Sumber Cerita.co.id memberitakan usulan Fahri Hamzah terkait subsidi tanah untuk pembangunan perumahan mendapat tanggapan dari Wakil Menteri ATR/BPN, Ossy Dermawan. Ossy menyatakan kesiapan Kementerian ATR/BPN untuk mendukung rencana tersebut, namun menekankan pentingnya pengecekan legalitas lahan terlebih dahulu. Ia menyebutkan potensi lahan terlantar di Indonesia mencapai 1,4 juta hektar, yang sebagian besar berstatus Hak Guna Usaha (HGU) atau Hak Guna Bangunan (HGB) dan tidak dimanfaatkan secara produktif oleh pemegang hak.
Lahan-lahan tersebut, menurut Ossy, akan menjadi prioritas untuk ditata ulang dan dikaji kelayakannya sebelum dialihfungsikan, termasuk untuk program perumahan bersubsidi. Proses ini, katanya, memerlukan studi kelayakan yang matang untuk memastikan kesesuaian lahan dan menghindari potensi masalah hukum di kemudian hari. Pemerintah, lanjut Ossy, akan memastikan legalitas lahan tersebut aman sebelum dialokasikan untuk program subsidi tanah. Langkah ini penting untuk mencegah timbulnya permasalahan hukum dan memastikan keberhasilan program.
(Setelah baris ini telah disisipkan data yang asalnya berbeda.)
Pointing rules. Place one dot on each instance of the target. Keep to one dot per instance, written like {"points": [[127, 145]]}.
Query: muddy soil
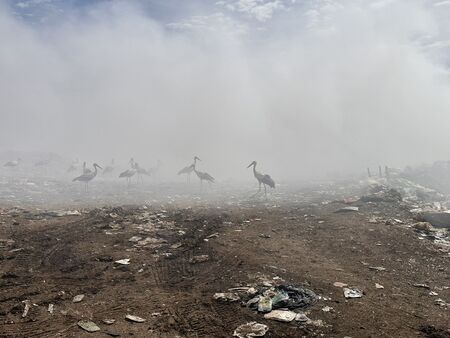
{"points": [[48, 258]]}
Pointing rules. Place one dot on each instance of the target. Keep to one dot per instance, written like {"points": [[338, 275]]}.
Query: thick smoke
{"points": [[318, 90]]}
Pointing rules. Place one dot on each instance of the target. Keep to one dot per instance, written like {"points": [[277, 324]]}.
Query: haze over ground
{"points": [[304, 87]]}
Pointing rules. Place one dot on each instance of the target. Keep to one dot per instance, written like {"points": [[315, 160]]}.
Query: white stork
{"points": [[130, 172], [189, 169], [87, 176], [262, 178], [203, 176]]}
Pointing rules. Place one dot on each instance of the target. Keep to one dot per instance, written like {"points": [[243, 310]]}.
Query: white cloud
{"points": [[260, 10]]}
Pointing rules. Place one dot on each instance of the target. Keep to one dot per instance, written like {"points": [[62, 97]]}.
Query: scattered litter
{"points": [[124, 261], [133, 318], [281, 315], [227, 297], [301, 317], [423, 226], [251, 329], [352, 293], [88, 326], [419, 285], [441, 302], [340, 285], [318, 322], [77, 298], [135, 239], [327, 309], [437, 219], [199, 259], [265, 304], [347, 209], [27, 307], [377, 268]]}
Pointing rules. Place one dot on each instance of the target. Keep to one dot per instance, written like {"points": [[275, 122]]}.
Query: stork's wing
{"points": [[124, 174], [208, 177], [81, 177], [185, 170], [269, 181]]}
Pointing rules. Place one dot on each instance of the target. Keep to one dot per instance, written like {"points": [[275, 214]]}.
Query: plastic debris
{"points": [[199, 259], [265, 304], [377, 268], [124, 261], [226, 297], [88, 326], [352, 293], [77, 298], [437, 219], [135, 239], [251, 329], [27, 306], [135, 319], [347, 209], [281, 315], [419, 285], [301, 317]]}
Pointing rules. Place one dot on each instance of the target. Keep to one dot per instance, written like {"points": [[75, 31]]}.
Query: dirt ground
{"points": [[48, 258]]}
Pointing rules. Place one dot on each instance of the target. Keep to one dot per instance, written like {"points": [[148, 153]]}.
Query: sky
{"points": [[306, 88]]}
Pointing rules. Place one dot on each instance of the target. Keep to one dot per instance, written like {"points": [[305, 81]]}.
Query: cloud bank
{"points": [[305, 89]]}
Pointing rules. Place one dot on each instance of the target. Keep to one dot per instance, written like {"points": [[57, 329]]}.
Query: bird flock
{"points": [[264, 180]]}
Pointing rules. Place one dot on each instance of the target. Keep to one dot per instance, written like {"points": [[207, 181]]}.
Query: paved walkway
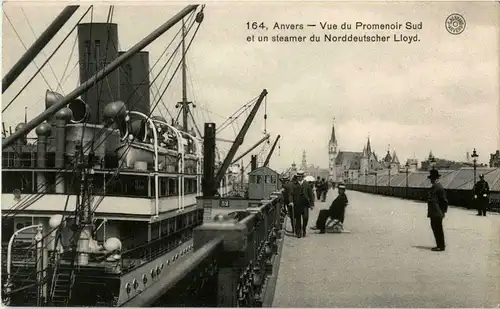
{"points": [[385, 260]]}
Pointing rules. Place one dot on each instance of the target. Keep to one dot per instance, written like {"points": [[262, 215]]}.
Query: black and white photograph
{"points": [[320, 154]]}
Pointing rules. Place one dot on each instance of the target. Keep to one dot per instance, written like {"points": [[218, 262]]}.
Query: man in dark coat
{"points": [[317, 186], [437, 206], [324, 189], [286, 200], [481, 193], [301, 198], [336, 211]]}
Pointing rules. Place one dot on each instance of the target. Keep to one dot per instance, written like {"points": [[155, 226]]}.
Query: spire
{"points": [[365, 153], [333, 139], [304, 161], [395, 158]]}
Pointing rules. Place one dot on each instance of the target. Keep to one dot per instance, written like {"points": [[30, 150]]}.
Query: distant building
{"points": [[443, 164], [317, 171], [348, 166], [495, 159]]}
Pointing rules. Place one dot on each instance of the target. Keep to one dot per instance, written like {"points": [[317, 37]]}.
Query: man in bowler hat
{"points": [[286, 199], [481, 192], [336, 211], [301, 198], [437, 205]]}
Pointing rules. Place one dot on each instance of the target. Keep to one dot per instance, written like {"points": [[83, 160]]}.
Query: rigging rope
{"points": [[134, 137], [41, 52], [24, 45], [103, 130], [46, 61]]}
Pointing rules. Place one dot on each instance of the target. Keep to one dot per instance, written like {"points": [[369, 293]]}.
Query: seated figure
{"points": [[335, 212]]}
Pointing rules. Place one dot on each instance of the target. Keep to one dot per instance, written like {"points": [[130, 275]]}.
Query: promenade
{"points": [[385, 260]]}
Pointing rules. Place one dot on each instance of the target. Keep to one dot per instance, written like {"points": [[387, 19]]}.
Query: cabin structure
{"points": [[262, 182]]}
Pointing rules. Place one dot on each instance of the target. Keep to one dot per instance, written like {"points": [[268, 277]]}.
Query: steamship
{"points": [[104, 199]]}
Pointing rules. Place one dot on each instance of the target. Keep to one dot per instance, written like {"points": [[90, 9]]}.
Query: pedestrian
{"points": [[317, 186], [336, 211], [481, 193], [302, 199], [437, 206], [286, 200], [324, 189]]}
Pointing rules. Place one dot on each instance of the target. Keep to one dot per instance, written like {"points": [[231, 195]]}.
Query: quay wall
{"points": [[414, 186]]}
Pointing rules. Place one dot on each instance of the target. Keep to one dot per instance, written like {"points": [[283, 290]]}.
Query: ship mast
{"points": [[184, 103]]}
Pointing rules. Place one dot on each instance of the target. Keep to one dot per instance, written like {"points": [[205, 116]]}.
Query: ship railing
{"points": [[234, 264], [192, 283], [456, 197], [154, 249]]}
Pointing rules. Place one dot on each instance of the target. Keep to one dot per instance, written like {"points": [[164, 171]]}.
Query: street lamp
{"points": [[474, 161], [433, 162], [389, 182], [406, 171]]}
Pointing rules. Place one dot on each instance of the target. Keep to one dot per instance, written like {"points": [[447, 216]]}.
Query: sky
{"points": [[440, 93]]}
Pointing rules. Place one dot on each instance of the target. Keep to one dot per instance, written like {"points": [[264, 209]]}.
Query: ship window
{"points": [[86, 54], [172, 186], [97, 53]]}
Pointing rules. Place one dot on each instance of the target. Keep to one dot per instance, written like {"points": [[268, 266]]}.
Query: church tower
{"points": [[304, 161], [332, 155]]}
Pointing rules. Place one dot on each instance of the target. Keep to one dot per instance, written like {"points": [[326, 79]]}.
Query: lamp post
{"points": [[389, 181], [432, 163], [474, 161], [406, 171]]}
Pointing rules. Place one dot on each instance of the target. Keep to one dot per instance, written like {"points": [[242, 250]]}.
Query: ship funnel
{"points": [[80, 109], [52, 97]]}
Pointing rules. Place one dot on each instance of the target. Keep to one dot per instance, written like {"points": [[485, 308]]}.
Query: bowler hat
{"points": [[434, 174]]}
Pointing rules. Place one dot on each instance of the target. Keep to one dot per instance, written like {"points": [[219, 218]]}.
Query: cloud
{"points": [[441, 93]]}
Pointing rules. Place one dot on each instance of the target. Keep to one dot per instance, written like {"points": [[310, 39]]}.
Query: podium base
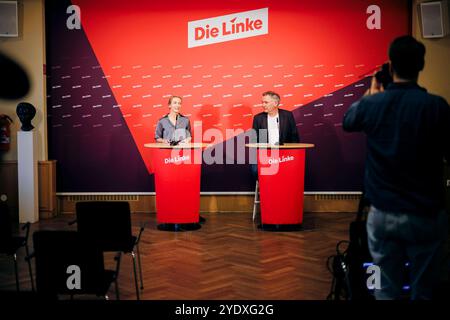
{"points": [[178, 227], [281, 227]]}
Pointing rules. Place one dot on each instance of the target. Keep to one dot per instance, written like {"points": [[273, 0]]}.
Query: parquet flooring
{"points": [[228, 258]]}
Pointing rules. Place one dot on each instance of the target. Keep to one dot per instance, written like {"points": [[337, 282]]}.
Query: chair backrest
{"points": [[55, 252], [107, 223]]}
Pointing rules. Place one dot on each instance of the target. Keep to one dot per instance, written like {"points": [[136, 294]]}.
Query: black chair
{"points": [[58, 254], [108, 225], [10, 244]]}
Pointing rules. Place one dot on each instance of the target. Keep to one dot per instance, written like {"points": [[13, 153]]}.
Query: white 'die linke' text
{"points": [[177, 159], [280, 160], [229, 27]]}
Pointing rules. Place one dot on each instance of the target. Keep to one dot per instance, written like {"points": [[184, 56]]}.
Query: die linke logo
{"points": [[176, 159], [227, 28], [281, 160]]}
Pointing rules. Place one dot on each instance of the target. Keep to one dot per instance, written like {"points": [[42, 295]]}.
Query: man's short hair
{"points": [[407, 57], [272, 94]]}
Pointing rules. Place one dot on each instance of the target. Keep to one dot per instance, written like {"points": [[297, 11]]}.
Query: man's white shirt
{"points": [[273, 129]]}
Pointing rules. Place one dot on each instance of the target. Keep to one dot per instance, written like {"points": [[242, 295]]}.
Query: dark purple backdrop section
{"points": [[95, 155], [91, 156]]}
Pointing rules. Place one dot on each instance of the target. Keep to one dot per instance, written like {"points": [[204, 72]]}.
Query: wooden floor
{"points": [[228, 258]]}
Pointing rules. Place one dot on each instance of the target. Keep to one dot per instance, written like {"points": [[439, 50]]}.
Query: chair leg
{"points": [[140, 267], [29, 267], [133, 255], [118, 258], [16, 272]]}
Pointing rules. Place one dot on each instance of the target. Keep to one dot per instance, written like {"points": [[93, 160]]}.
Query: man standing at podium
{"points": [[273, 125], [408, 137]]}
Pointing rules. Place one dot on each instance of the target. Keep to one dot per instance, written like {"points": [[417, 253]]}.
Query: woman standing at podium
{"points": [[173, 127]]}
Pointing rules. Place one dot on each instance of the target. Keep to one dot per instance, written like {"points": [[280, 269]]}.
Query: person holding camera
{"points": [[173, 128], [408, 138]]}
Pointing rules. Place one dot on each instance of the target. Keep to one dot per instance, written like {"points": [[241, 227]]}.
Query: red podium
{"points": [[281, 175], [177, 184]]}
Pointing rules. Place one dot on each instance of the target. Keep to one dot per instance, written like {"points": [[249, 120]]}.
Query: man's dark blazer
{"points": [[288, 129]]}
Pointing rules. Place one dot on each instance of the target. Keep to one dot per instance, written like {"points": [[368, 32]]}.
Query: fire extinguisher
{"points": [[5, 132]]}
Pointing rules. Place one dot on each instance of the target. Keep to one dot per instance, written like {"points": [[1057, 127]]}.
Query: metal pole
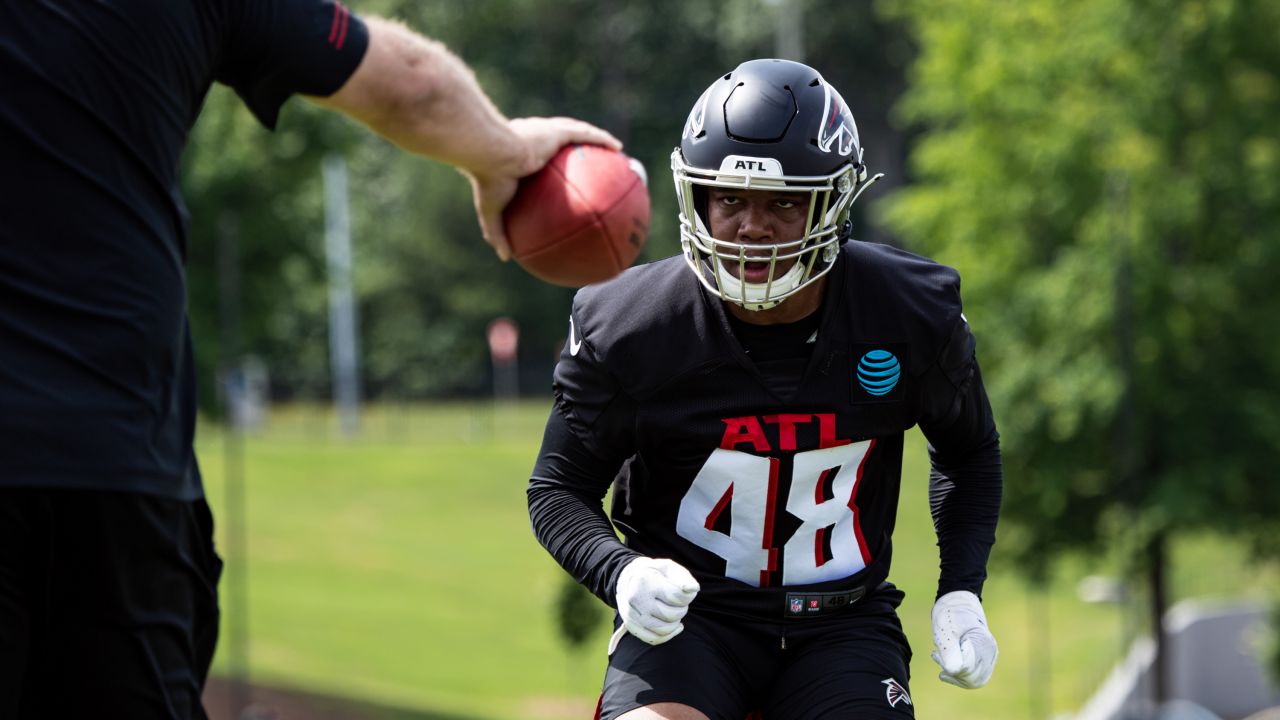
{"points": [[343, 333], [233, 465]]}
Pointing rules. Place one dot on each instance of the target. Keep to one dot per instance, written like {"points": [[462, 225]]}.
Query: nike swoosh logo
{"points": [[574, 343]]}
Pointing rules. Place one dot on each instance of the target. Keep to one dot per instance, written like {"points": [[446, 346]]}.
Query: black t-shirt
{"points": [[96, 376], [762, 487]]}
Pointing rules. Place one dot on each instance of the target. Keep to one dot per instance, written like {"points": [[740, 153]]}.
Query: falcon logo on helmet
{"points": [[895, 692], [694, 124], [777, 126], [839, 132]]}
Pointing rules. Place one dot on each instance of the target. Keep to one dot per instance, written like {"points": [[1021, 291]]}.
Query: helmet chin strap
{"points": [[753, 296]]}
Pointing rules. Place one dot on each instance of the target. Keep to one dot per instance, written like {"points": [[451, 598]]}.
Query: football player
{"points": [[748, 404]]}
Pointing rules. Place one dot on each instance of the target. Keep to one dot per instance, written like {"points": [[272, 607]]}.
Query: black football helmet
{"points": [[768, 124]]}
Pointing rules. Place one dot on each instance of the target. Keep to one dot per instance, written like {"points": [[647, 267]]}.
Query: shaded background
{"points": [[1104, 173]]}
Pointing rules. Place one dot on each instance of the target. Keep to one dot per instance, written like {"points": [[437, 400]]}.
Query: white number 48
{"points": [[746, 487]]}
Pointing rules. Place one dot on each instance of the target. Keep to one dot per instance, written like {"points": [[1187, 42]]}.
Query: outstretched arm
{"points": [[419, 95]]}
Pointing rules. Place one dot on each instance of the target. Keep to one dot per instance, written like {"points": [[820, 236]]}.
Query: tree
{"points": [[1106, 174]]}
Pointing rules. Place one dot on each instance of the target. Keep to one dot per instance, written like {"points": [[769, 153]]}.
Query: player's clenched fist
{"points": [[653, 598], [965, 648]]}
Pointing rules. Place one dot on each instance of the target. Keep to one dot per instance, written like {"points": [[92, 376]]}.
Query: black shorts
{"points": [[848, 665], [108, 605]]}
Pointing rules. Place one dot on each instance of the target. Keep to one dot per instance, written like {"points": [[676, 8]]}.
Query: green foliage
{"points": [[1105, 176], [579, 614]]}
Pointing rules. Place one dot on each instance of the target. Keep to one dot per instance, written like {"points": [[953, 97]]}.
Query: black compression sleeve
{"points": [[566, 495], [965, 486], [273, 50]]}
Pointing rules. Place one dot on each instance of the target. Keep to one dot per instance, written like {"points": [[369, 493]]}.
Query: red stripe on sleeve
{"points": [[337, 21], [342, 33]]}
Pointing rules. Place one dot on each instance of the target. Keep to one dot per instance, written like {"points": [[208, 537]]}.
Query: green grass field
{"points": [[398, 566]]}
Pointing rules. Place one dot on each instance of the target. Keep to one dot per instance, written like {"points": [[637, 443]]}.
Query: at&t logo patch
{"points": [[878, 372]]}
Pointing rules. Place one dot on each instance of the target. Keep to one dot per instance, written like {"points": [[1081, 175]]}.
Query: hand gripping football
{"points": [[581, 219]]}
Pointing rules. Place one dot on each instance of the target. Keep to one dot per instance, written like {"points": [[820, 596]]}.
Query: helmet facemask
{"points": [[768, 126], [814, 253]]}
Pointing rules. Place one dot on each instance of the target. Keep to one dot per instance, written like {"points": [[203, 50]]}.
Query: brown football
{"points": [[581, 219]]}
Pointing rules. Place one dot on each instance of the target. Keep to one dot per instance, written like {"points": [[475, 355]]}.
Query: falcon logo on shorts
{"points": [[895, 692]]}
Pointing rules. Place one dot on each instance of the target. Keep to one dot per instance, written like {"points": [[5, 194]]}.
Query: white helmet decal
{"points": [[837, 132], [694, 124]]}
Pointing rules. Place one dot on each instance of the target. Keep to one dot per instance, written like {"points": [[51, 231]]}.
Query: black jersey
{"points": [[96, 374], [766, 491]]}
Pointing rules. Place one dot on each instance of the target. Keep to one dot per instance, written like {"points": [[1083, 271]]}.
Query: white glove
{"points": [[965, 648], [653, 598]]}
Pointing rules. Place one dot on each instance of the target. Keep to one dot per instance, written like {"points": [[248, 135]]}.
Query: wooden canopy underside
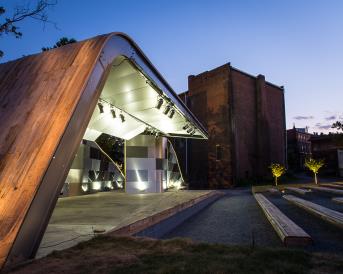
{"points": [[46, 101]]}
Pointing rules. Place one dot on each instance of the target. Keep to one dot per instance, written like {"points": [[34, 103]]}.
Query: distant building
{"points": [[298, 148], [329, 147], [245, 118]]}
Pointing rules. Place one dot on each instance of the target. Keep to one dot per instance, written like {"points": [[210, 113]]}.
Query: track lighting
{"points": [[101, 107], [185, 126], [113, 112], [159, 103], [171, 114], [166, 110], [122, 117]]}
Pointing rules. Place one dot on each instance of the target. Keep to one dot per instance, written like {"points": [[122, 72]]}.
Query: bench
{"points": [[338, 200], [298, 190], [327, 214], [327, 189], [333, 185], [289, 232], [273, 190]]}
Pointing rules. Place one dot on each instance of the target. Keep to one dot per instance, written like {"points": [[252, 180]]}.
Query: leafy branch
{"points": [[38, 12]]}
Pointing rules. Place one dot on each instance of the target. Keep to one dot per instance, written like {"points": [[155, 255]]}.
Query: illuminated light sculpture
{"points": [[171, 114], [101, 107], [122, 117], [166, 109], [45, 121], [113, 112], [159, 103]]}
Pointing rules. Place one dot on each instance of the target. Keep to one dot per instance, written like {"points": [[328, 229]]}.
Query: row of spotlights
{"points": [[191, 130], [113, 112], [168, 110], [152, 131]]}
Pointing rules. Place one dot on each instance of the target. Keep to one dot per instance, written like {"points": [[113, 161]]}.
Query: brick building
{"points": [[298, 147], [329, 147], [245, 118]]}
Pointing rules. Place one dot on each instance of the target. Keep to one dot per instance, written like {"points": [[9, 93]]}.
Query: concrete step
{"points": [[338, 200], [327, 189], [289, 232], [333, 185], [298, 190], [273, 190], [327, 214]]}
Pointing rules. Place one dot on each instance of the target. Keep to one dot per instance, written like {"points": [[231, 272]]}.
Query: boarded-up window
{"points": [[218, 152]]}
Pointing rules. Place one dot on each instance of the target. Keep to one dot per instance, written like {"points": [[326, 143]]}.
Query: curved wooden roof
{"points": [[39, 95]]}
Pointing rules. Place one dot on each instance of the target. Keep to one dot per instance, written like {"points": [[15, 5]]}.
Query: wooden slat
{"points": [[289, 232], [327, 214], [298, 190], [338, 200], [38, 95], [327, 189]]}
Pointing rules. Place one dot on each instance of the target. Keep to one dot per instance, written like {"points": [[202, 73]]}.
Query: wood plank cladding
{"points": [[38, 95]]}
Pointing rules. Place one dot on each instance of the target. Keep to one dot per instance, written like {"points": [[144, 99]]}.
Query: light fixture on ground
{"points": [[167, 109], [171, 114], [113, 112], [122, 117], [185, 126], [101, 107], [159, 103]]}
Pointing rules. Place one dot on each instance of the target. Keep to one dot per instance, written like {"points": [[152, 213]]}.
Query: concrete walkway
{"points": [[76, 218], [235, 219]]}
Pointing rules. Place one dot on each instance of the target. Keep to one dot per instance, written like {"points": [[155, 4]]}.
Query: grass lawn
{"points": [[106, 254]]}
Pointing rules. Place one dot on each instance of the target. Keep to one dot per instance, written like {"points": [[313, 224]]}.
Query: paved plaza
{"points": [[75, 219]]}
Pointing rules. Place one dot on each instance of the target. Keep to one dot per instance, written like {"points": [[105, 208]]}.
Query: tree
{"points": [[338, 125], [62, 42], [314, 165], [277, 171], [9, 25]]}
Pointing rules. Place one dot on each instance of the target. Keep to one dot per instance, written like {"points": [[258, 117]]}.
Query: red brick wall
{"points": [[244, 98], [209, 102], [244, 115]]}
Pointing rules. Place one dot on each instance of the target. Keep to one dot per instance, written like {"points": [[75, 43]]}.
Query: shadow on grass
{"points": [[106, 254]]}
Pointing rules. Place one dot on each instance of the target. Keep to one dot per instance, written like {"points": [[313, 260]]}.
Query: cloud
{"points": [[330, 118], [303, 117], [323, 127]]}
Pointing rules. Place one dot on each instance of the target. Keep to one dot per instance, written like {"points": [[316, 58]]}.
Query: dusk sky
{"points": [[297, 44]]}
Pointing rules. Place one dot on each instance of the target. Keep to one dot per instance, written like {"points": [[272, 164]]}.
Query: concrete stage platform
{"points": [[76, 218]]}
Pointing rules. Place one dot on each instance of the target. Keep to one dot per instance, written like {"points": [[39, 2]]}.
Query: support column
{"points": [[146, 164]]}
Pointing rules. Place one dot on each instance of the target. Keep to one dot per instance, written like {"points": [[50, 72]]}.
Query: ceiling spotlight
{"points": [[113, 112], [159, 103], [101, 107], [185, 126], [166, 110], [171, 114], [122, 117]]}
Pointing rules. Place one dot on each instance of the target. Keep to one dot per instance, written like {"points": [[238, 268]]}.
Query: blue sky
{"points": [[297, 44]]}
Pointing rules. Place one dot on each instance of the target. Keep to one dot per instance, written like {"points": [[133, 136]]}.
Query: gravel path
{"points": [[326, 237], [234, 219]]}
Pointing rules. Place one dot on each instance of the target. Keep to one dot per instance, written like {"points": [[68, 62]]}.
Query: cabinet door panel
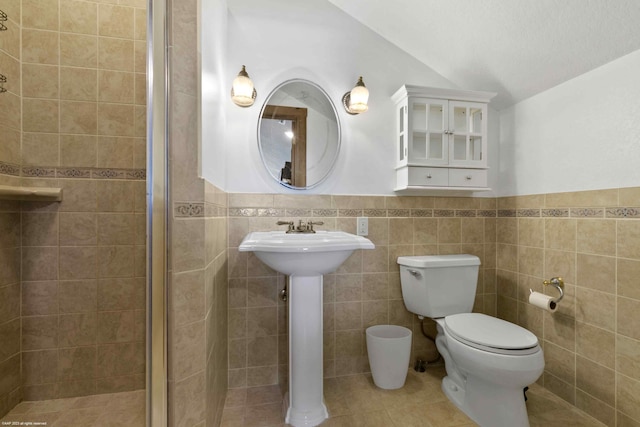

Meskipun menyambut baik usulan tersebut, Ossy menegaskan belum adanya pembahasan lebih lanjut dengan Kementerian Perumahan dan Kawasan Permukiman (PKP) terkait mekanisme dan detail teknis pemberian insentif tanah ini. Ia menjelaskan bahwa penataan ulang lahan seluas 1,4 juta hektar tersebut masih dalam proses, dan setelahnya baru akan diputuskan apakah lahan tersebut akan dikelola oleh Badan Bank Tanah atau Pemerintah Daerah. Dengan demikian, wacana subsidi tanah masih dalam tahap kajian dan memerlukan koordinasi antar kementerian terkait sebelum dapat diimplementasikan.